The White Man Two Step
GERALD ‘JERRY’ DONATO (American, 1941–2010)
The White Man Two Step, 1983
etching
Collection of the Longwood Center for the Visual Arts
The Jack Blanton Collection
Gift of Jack Blanton
2007.23.18
Gerald Donato grew up in Chicago and earned his M.F.A. from the University of Wisconsin at Madison. He came to Richmond in 1968 to join the art department faculty at Virginia Commonwealth University (VCU) and retired in 2005 after 36 years of teaching both printmaking and painting. Edwin Slipek Jr. wrote in a January 24, 2007, article for Style Weekly (Richmond, Virginia), “In a career spanning five decades, Donato has established himself as one of Virginia’s most prolific, fascinating, and dynamic talents.”

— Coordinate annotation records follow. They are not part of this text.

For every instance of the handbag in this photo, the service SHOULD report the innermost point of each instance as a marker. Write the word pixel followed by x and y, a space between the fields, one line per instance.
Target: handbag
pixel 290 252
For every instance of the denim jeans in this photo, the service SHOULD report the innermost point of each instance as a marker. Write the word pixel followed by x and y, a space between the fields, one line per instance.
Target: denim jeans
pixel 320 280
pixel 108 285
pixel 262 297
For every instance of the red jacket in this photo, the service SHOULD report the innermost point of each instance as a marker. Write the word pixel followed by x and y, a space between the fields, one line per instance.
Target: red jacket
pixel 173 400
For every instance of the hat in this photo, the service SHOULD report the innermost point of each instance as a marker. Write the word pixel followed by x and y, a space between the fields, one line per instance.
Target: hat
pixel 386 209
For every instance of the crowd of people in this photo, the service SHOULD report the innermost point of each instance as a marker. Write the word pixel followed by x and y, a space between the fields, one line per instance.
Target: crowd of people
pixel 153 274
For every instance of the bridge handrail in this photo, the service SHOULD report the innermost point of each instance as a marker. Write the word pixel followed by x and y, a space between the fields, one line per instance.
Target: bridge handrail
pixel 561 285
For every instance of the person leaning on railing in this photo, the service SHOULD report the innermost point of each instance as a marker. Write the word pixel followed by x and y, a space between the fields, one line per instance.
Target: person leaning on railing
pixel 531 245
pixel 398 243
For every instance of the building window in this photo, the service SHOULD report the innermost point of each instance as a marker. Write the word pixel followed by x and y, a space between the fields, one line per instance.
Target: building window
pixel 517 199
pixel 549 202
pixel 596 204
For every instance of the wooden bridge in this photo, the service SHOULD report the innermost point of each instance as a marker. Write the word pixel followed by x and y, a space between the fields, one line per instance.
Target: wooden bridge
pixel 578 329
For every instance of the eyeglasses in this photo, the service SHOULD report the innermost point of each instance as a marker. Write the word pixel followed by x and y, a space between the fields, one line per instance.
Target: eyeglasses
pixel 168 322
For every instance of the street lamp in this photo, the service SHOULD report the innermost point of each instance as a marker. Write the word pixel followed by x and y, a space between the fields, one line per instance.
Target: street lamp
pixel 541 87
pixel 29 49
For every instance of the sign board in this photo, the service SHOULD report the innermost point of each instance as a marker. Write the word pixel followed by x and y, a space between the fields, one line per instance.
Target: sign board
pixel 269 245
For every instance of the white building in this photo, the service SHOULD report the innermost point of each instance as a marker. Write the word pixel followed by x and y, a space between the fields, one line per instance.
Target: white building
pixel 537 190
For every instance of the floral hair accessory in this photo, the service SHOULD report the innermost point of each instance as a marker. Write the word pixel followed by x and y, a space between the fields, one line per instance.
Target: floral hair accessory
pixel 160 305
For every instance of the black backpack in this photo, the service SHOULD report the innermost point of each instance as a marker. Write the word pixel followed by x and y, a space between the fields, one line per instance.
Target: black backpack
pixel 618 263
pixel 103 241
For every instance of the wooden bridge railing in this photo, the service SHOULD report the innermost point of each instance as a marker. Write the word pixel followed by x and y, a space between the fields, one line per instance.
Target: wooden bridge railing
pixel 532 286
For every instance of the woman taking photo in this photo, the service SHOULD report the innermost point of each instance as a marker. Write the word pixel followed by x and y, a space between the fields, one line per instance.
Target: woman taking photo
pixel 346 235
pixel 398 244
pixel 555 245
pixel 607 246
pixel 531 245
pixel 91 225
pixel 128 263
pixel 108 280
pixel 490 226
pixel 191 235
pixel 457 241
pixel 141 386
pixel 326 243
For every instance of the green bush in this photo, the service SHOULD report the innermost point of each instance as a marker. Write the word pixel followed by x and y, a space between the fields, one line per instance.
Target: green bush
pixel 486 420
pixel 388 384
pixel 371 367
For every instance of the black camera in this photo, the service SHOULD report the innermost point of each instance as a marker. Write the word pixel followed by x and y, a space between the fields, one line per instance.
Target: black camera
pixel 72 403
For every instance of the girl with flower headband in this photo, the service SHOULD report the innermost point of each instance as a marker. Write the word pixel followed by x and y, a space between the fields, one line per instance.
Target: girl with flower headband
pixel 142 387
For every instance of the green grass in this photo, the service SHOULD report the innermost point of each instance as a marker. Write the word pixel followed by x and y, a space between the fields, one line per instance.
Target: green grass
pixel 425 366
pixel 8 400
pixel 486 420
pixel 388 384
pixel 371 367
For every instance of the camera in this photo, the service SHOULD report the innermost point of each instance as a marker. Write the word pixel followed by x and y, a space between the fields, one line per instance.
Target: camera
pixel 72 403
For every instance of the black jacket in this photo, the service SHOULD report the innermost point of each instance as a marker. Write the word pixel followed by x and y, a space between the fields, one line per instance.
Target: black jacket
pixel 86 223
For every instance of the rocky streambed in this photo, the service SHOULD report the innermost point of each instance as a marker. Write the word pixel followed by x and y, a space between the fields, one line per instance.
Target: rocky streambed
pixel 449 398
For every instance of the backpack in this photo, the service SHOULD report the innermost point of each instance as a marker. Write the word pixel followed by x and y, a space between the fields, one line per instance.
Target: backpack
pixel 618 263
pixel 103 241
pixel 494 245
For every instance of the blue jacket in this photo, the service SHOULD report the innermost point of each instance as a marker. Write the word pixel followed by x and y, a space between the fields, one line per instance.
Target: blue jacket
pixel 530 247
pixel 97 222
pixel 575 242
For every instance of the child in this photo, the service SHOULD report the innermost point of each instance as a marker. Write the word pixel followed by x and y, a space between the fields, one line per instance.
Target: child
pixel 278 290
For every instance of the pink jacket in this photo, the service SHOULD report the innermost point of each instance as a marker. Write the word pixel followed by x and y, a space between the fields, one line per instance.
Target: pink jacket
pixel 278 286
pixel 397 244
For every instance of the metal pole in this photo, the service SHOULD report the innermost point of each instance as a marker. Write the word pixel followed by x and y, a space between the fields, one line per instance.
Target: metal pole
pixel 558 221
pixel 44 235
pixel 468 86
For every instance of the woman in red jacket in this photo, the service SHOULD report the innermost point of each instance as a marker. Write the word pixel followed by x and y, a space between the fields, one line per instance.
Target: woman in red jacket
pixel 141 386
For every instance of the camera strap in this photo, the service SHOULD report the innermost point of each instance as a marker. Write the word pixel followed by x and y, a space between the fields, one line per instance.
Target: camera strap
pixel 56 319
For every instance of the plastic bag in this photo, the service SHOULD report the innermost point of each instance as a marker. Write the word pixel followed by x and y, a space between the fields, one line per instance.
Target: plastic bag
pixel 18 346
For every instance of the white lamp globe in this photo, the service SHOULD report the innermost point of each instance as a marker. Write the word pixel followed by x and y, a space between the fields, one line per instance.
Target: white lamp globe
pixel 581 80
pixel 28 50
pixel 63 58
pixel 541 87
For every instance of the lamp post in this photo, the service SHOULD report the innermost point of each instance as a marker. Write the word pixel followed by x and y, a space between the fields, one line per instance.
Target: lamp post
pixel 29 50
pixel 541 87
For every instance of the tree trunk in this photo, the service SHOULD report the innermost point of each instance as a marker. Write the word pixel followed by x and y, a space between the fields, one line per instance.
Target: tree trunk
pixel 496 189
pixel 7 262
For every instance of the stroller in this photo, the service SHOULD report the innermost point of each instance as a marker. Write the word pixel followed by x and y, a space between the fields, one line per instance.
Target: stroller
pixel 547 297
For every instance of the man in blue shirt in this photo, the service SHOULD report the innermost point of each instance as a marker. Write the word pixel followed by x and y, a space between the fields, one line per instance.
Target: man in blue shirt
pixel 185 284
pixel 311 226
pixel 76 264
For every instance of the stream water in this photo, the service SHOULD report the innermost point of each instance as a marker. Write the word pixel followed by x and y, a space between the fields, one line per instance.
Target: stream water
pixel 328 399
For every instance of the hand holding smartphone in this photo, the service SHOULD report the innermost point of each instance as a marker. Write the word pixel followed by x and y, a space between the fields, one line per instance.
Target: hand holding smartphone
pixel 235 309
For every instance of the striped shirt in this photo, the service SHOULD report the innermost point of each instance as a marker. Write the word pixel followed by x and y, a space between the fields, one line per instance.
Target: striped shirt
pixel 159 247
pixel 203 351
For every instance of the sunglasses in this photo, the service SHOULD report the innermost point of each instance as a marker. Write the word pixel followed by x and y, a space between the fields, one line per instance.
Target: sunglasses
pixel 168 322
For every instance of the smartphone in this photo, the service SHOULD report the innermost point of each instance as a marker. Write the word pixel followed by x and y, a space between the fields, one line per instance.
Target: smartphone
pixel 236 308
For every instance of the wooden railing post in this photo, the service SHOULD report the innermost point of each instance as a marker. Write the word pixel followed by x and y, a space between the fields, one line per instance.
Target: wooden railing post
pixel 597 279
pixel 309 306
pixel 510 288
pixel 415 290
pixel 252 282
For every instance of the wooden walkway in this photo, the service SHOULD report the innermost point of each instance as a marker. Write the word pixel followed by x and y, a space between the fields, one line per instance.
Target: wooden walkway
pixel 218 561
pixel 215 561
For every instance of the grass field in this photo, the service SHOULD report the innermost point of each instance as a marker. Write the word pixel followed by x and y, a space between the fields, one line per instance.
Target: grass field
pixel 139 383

As a postmodernist, Donato fused appropriated imagery (pre-existing images that are re-used in a different context to alter meaning) and styles found in popular culture into images exuding irony and satire. In a catalog for Donato’s 2007 retrospective at VCU’s Anderson Gallery, Richard Roth wrote of Donato’s appreciation for everything visual: “Donato is a bundle of dichotomies. He is at once a lover of high and low, a practitioner of abstraction and figuration, and an individual of great sensitivity as well as capable of robust vulgarity.” Roth continues, “In the end, Donato’s work fits our postmodern era—it is non-dogmatic, it appropriates guiltlessly, it is a display case of painting devices and signs, it is often funny and ironic, perhaps post-historic [term applied to the idea that history has ended; see also Arthur Danto’s Beyond the Brillo Box: The Visual Arts in Post-Historical Perspective], adamantly pop, and stands ferociously against all that is pompous and pretentious.” Donato’s approach in art and life was confrontational and irreverent. As a professor he was known for his ability to cut through students’ defenses and posturing to help them grow as artists.